初の小説『密入国者の手記』は

掲載された雑誌『大衆文藝』(1月号)での

筆者名が表紙では「丘青台」、

本文では「邱永漢」というチグハグがありましたが、

王育徳氏とその家族の在留許可を求める

裁判の場で、活用されました。

 

そして、王育徳氏と家族の

日本での在留権が許可されることになりました。

 

「あまりにも順調に事が運んだので、

私は自分も嬉しかったが、すぐに王君に吉報を知らせた。

王君は刷り上がった雑誌を裁判の折りに参考資料として提出した。

私の文章が功を奏したせいかどうかは私にもわからないが、

最終審で王君とその家族の在留権が許可された。

王君は明治大学教授になり、文学博士の称号を得て、

最後は台湾独立運動に身を挺して

一生を終わったのはずっとのちのことである。
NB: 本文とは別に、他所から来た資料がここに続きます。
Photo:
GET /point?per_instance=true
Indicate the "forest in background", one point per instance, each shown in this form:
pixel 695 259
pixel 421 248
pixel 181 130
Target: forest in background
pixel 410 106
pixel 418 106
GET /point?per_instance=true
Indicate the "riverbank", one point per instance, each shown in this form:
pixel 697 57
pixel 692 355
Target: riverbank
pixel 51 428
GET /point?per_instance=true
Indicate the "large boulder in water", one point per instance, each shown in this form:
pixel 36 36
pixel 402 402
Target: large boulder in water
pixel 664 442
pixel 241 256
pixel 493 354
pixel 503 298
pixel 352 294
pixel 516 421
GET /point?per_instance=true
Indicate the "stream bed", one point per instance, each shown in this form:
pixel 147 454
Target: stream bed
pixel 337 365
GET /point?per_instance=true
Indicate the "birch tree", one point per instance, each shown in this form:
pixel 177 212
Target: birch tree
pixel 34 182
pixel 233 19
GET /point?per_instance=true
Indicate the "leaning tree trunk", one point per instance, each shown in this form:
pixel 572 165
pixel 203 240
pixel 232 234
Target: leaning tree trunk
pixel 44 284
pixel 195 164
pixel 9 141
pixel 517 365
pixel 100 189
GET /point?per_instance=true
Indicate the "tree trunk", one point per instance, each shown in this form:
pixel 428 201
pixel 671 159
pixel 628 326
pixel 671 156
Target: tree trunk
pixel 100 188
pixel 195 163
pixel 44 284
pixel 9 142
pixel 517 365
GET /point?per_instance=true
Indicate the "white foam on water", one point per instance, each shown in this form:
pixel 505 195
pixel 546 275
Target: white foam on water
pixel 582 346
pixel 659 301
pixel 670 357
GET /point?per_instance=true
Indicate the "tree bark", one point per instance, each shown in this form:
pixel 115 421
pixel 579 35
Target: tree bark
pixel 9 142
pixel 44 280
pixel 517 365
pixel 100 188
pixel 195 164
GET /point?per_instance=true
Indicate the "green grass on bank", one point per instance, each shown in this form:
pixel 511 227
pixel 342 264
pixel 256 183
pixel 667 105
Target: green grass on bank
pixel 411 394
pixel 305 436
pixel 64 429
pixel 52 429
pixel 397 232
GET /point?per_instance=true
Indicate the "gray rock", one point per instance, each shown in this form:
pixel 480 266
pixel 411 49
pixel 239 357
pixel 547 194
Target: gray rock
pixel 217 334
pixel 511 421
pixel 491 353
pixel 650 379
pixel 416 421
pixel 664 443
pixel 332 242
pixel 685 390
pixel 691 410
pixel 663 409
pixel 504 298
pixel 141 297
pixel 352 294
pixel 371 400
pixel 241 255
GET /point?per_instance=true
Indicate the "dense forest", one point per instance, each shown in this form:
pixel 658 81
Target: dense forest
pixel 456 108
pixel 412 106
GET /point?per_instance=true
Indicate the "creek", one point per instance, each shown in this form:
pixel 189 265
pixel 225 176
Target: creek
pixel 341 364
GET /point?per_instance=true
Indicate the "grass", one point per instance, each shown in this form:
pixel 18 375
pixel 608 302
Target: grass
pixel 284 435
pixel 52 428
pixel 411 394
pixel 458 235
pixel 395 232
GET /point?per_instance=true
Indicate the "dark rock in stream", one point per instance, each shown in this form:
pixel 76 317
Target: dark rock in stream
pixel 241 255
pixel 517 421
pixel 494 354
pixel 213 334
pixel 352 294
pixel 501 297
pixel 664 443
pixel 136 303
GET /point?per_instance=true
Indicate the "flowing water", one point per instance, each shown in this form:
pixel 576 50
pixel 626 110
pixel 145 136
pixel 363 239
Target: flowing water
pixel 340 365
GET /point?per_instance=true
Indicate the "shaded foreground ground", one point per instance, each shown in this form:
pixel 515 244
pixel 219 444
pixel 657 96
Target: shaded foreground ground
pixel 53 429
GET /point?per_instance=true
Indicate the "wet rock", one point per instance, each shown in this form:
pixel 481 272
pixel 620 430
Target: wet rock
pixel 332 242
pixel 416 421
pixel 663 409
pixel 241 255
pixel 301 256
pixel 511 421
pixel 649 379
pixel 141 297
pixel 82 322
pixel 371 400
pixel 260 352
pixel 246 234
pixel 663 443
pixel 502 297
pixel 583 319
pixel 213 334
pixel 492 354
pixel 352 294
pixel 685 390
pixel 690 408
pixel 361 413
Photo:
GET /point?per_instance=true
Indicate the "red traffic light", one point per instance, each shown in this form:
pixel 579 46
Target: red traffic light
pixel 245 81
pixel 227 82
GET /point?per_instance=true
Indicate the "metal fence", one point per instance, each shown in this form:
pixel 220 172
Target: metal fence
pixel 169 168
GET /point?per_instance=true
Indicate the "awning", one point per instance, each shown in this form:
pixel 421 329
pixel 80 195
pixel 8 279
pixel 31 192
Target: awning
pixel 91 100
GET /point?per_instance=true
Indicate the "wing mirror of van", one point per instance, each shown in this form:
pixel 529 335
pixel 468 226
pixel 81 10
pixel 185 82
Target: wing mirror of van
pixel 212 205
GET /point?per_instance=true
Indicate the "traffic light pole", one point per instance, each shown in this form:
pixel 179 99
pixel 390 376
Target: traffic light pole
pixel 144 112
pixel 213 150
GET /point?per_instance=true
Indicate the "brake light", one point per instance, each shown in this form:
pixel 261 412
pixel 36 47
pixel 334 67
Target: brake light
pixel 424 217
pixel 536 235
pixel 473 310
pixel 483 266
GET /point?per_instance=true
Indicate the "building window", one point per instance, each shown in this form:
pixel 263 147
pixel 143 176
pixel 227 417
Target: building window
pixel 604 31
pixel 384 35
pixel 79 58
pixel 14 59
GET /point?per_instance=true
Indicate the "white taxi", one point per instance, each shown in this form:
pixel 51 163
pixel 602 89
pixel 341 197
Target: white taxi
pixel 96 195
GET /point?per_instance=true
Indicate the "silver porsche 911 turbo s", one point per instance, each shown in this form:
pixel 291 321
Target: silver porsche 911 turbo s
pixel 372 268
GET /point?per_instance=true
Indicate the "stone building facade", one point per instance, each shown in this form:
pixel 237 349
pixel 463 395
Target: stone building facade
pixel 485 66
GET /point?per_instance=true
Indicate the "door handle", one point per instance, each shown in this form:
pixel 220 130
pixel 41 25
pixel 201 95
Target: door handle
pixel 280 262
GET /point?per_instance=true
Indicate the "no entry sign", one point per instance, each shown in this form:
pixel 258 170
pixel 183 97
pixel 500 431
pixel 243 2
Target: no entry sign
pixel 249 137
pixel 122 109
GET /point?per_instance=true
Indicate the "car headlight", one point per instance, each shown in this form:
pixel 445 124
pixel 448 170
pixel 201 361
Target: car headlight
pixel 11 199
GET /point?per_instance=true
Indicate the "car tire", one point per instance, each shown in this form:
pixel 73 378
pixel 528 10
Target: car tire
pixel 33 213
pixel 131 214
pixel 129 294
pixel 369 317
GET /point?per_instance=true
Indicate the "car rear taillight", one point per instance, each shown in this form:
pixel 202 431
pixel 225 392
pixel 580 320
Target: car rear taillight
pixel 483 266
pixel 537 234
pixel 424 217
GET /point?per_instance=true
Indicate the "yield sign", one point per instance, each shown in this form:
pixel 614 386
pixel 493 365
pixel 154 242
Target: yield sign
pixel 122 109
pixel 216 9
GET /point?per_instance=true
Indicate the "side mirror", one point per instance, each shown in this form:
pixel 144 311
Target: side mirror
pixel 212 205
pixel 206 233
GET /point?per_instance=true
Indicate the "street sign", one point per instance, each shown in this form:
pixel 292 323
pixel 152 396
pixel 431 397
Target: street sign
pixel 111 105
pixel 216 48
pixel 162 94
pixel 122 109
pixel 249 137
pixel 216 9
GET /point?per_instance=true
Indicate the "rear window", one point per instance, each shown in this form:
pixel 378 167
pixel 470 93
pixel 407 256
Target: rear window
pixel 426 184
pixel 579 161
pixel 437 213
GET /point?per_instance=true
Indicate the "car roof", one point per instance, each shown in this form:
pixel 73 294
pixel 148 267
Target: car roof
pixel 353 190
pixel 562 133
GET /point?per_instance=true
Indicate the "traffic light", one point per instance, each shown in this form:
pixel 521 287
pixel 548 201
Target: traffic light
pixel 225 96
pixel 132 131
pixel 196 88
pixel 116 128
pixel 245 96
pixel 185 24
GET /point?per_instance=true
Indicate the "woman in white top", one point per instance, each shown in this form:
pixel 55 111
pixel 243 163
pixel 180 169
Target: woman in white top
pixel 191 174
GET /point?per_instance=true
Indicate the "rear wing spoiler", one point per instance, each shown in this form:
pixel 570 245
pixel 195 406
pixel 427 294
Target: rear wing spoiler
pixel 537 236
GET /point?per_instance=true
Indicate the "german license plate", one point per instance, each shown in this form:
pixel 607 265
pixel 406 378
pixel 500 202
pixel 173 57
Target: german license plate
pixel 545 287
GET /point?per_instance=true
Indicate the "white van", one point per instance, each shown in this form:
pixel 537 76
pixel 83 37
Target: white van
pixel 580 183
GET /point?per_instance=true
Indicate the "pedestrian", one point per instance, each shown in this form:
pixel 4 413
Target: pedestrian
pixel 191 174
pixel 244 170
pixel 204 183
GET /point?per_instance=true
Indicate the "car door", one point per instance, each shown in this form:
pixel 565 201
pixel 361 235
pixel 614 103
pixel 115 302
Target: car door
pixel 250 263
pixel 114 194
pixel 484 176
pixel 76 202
」

(『わが青春の台湾 わが青春の香港』)

 

なお、王育徳著、近藤明理編集協力で

『「昭和」を生きた台湾青年』という

王の死後、蔵書の整理中に見つかった遺稿を

もとにまとめられた回想記が平成23年に

草思社から刊行されました。

 

この本には、小学校から高校、大学、

そして社会人まで、邱永漢のプロフィールや

交流の様子が詳しく書かれ、邱永漢研究

という面からも貴重な著作です。